Yeah. Well I think it’s a really interesting conversation because I think so often we talk about meeting demands of underserved, but I think we’re typically maybe referring or inferring that that has to do just with economic status. And it’s kind of like, oh, so we just kind of, well, we can’t fix that, you know? But what I’ve kind of heard you revealing here is that actually this has nothing to do with economic status. This is something totally different. These are some of the most affluent, educated, these are just untapped markets that we haven’t strategically said we’re going to meet your specific need of what your preferences are to make a happy place for you. Just like you did in the resort business, you designed something and experience and something around a specific audience that wanted to experience that in that way. So I think that’s a conversation, and I’m just wondering how many more of these untapped audiences are out there, that isn’t just based on an economic situation. It’s more just the preferences or the lifestyle, or whatever group you come from. So thank you for kind of stretching our minds out a little bit to that extent. It’s pretty fascinating.

Arun 18:00

And I’ll add to that, I think what we do, it’s part of what I’ll call affinity housing, right?
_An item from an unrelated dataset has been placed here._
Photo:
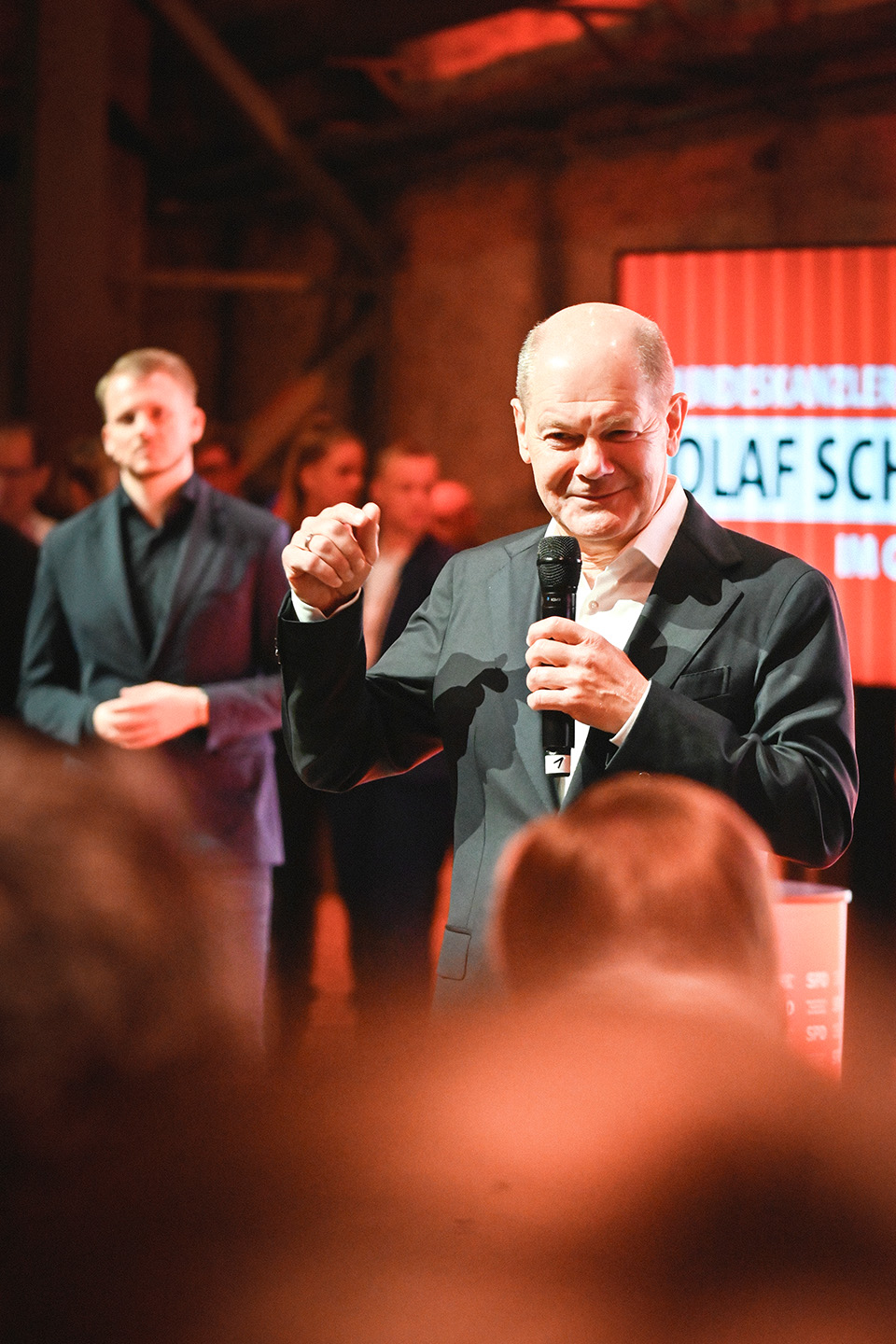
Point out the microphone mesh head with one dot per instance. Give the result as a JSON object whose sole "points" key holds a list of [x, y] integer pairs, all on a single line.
{"points": [[559, 564]]}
I mean, and you can think of affinity in so many different ways, right? It’s not just culture, right? I mean, it’s, where did you go to school? It’s, do you like golf? It’s, do you like to drink wine? I mean, these are all affinity groups. It’s, it’s veterans, right? It’s LGBTQ+, right? There are so many different ways to think about that. For example, I mean, if you turn on your TV today, you’ve got like, you know, 700 channels and you could watch a channel on, I mean, if you like to fish, there’s a channel for that. But, senior living is kind of like TV back in the fifties. You got three channels. I look at cable TV and I’m like, Yeah, there’s a channel for it. So that’s I think the opportunity for senior living.

Josh 

That one that’s really exciting. And we’ve talked about this a lot and we’ve kind of beat around the bush, but I think you’ve just surgically inserted what I think a lot of people are talking around in the industry, and we haven’t really known how to describe it. I think the channel illustration is really good. I mean, you’re right. I think even the three of us at this table, we’ve probably got all very unique interest, circles we run in, things that we enjoy doing, lifestyles, and all that. We’re doing that right now to the best of our abilities. So why, just because we’re aging, all of a sudden, do we go from our 700 channel lifestyle to the three channel lifestyle? It doesn’t seem like that’s what I want to have lived my entire life to be experiencing there. So what a great illustration, Lucas. 

Lucas 19:51

Yeah. This is fun. We want to be around whiskey drinkers when we’re 90. I mean, that’s just the bottom line. 

 

Josh

Exactly. Exactly.

Arun 19:58

No, Margaritaville.

Lucas 19:59

There we go. There you go. There you go. That’s right. There is a place that we will be

Arun 20:02

I love that. I do love Margaritaville by the way. So it’s

Josh 20:05

We need Whiskeyville. Why can’t we get Whiskeyville? 

Lucas 20:09

Yeah, any -ville, that’d be great. Okay, great. Well, Arun, thank you for spending time with us today. We know that you’re very busy. We’ve had a lot of fun having this conversation with you. And I know our listeners are gonna wanna learn more and connect and be a part of this conversation. And the best way to do that is go to BTGvoice.com. You can download this episode and more. Connect with us on social and we’ll also connect Arun and all of his organizations in the show notes. And it’s gonna be great if you wanna learn more information. Thank you for your time today.

Arun 20:38

That was a lot of fun. 

Josh 

That was fun. 

 

Arun

Thank you guys. 

Lucas 20:40

And thanks to all of our listeners for listening to another great episode of Bridge the Gap.